Friday, Nov. 01, 1968
Color and Custody
After suffering severe brain damage in an auto accident eight years ago, Clara Jean Damaschke, a Michigan housewife, was committed to a mental hospital. Later, her husband Frank got a divorce and remarried. Four months after the divorce, Clara Jean gave birth to a son, whose father was probably a Negro. The man's identity was never determined, and Frank Damaschke took the boy home to live with him.
He and his new wife were delighted. Together they had six daughters and one son from their previous marriages. Young Scott, who is bright and alert, quickly took his place as the family's younger brother. Delight turned to dismay when the Damaschkes tried to make certain that Scott would always be legally theirs. At least five court decisions in Michigan have established that a man who gets a divorce has a right to be treated as the father of any child born within nine months of the decree.
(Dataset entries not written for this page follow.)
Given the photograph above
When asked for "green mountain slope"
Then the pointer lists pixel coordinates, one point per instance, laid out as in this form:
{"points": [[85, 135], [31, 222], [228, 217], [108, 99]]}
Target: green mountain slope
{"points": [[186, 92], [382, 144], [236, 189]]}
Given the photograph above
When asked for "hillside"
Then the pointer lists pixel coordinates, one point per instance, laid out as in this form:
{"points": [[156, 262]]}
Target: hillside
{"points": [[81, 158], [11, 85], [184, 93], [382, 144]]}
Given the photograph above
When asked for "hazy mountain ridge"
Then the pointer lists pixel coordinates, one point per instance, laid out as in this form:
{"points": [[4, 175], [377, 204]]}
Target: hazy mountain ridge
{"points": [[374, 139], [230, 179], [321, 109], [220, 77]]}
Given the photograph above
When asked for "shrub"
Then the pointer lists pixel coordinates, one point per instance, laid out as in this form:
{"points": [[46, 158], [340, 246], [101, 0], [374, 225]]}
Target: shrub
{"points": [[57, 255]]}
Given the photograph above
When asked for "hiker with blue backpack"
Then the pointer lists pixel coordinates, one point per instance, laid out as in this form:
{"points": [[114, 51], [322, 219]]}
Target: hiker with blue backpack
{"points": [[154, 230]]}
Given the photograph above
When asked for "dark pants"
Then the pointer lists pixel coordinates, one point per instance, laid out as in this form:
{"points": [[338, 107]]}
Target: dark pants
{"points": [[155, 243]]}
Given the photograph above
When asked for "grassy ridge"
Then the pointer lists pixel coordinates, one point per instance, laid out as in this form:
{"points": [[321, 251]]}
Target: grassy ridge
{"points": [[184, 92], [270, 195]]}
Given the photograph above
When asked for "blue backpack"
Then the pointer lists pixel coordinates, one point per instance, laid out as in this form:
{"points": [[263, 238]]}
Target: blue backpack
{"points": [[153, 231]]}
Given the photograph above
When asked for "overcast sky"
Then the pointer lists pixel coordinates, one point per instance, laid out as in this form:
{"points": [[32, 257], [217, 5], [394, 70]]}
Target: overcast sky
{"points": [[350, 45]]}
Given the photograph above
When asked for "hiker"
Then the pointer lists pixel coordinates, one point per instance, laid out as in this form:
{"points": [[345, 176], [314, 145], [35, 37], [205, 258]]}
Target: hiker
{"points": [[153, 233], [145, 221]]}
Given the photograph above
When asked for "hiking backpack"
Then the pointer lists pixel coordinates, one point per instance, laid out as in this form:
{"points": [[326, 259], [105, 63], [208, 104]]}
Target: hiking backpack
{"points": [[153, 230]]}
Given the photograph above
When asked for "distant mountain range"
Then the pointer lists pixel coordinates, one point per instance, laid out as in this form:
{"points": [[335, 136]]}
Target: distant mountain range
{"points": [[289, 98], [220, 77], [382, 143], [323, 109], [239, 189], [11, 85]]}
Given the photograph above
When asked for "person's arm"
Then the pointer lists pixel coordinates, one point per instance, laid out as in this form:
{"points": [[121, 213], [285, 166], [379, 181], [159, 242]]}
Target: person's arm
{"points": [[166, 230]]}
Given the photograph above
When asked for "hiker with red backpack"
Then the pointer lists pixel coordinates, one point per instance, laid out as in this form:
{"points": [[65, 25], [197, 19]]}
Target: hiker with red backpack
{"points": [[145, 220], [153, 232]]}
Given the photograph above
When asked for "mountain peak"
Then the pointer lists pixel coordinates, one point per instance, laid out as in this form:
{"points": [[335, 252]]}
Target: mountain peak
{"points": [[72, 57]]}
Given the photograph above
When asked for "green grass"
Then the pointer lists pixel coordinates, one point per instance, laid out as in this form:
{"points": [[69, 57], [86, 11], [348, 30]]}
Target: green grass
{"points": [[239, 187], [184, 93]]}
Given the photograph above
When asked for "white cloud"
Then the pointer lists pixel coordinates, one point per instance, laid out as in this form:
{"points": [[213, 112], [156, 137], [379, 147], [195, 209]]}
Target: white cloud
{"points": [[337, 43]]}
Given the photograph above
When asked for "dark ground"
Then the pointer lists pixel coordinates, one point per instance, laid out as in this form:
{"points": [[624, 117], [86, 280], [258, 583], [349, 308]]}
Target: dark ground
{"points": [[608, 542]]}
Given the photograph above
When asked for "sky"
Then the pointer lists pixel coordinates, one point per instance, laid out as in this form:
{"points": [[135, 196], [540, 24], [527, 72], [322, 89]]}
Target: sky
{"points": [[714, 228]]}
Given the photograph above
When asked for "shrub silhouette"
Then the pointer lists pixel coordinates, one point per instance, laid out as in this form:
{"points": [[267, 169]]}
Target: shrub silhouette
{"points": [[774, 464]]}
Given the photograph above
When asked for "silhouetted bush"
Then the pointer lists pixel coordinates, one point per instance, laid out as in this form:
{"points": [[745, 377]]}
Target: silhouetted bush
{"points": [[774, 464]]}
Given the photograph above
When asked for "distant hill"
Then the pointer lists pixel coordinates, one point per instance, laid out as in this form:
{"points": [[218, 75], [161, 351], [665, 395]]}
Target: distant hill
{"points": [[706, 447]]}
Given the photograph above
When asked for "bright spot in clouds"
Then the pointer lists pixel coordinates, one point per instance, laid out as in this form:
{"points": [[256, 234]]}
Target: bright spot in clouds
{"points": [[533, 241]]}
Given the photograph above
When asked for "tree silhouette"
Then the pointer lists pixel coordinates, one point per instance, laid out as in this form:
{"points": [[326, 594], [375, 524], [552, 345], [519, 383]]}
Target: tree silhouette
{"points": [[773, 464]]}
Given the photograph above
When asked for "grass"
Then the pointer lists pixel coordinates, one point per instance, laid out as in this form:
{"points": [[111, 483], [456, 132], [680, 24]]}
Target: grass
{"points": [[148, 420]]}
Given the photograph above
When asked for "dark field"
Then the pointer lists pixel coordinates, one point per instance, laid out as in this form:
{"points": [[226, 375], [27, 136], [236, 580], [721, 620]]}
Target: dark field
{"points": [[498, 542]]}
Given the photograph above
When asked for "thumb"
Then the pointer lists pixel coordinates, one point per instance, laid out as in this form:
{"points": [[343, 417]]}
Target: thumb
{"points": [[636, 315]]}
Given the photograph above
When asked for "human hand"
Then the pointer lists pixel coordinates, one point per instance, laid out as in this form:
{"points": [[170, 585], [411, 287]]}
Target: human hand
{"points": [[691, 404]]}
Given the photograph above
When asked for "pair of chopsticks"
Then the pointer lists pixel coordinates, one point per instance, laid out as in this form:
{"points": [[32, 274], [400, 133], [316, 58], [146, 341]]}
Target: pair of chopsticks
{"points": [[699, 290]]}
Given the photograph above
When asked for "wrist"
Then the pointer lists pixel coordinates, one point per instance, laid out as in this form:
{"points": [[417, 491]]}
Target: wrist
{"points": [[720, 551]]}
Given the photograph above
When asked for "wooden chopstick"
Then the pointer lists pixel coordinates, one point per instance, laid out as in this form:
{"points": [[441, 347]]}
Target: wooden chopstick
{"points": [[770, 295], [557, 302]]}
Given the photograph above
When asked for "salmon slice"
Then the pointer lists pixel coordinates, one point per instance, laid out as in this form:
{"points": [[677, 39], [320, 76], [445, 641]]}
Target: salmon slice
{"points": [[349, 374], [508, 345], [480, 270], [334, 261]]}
But at a hearing in circuit court, Damaschke was surprised to find that Judge Halford Streeter was not at all impressed by such precedents. Streeter was far more concerned about the fact that Scott's Negroid characteristics proved that Damaschke was not the boy's father --even though no one claimed that he was. More important, the judge made it clear that racial integration is not particularly popular in Port Huron, where the Damaschkes live. "I am a politician," said Streeter. "I get around the county, or I wouldn't have been elected three times, and I know of no white family in St. Clair county that has a colored child outside of this one."
Oriental Playmates? Both Streeter and Assistant Prosecutor Ronald Flanigan argued that two-year-old Scott would be more comfortable living in the colored South Park section of Port Huron instead of in the Damaschkes' white neighborhood. "There's a noticeable difference in color between your other children in the home and Scott, is there not?" Flanigan asked Damaschke's wife Joy, belaboring the obvious. Does the boy have any Negro, Indian or Oriental playmates? asked the prosecutor. Judge Streeter had a question for the social worker who testified for the Damaschkes. "Can't you foresee the difficulties for this child when he gets to be 16 or 17 and begins to date?" he asked. "If he goes to school with only white girls, will he have the same problem as if he went to school in South Park?" The social worker suggested that because of Scott's mixed parentage he would have problems no matter whom he lived with.
Streeter turned down Damaschke's motion. Shifting the case to probate court, he told Damaschke to initiate adoption proceedings. Damaschke has understandably decided to appeal Streeter's ruling. He is afraid that if the probate court turns him down, Scott may be sent to another family. It seems a reasonable fear, especially since Judge Streeter had occasion to remark that "I act as probate judge when the regular judge is absent."